Investigating entries, district by district, on the National Scholarship Portal (NSP) and matching them with beneficiary bank accounts within the Public Finance Management System (PFMS), The Indian Express has found several cases of the pre-Matric scholarship being illegally diverted by middlemen in Bihar also.
In a remarkable parallel with the scam in Jharkhand, records show that Manu Indian Public School in Gaya’s Banke Bazaar Block has as many as 134 beneficiaries, including 128 who stay during a hostel thereby being eligible for the very best scholarship slab of Rs 10,700 per annum.
But The Indian Express visited the varsity to seek out a partially painted two-storey structure during a deserted field — it had been locked.
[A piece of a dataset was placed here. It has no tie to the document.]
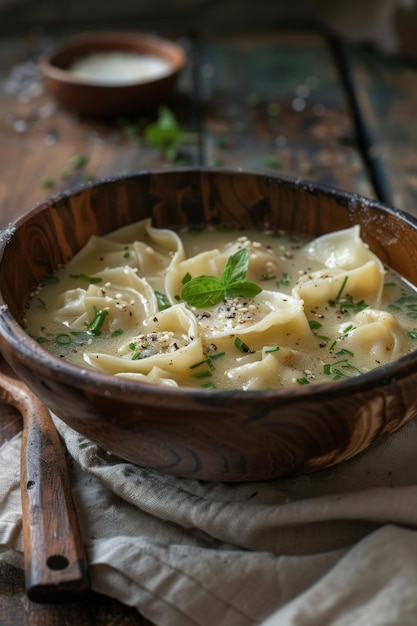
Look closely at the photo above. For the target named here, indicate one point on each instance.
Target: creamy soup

About 2 km away, school owner Rajiv Kumar scrolled through the list of beneficiaries and said all were “fake”, which the varsity didn’t have a hostel.
“There are 150 students within the school but only seven from minority communities. I even have never verified any scholarship application. Someone had called last year, asking me to fill the forms for a student scholarship. I didn’t agree. we’ve been cheated,” Kumar said.
About 20 km away, at Binda village in Barachatti Block, The Indian Express tracked down two of those beneficiaries, listed in records as Class 7 students who received Rs 5,700 each for 2019-20. one among them is Mohammad Arshad Ansari, 20, an apprentice barber at an area salon. the opposite is his neighbour Shaiyma Parveen, 16, who may be a Class 10 student during a government school.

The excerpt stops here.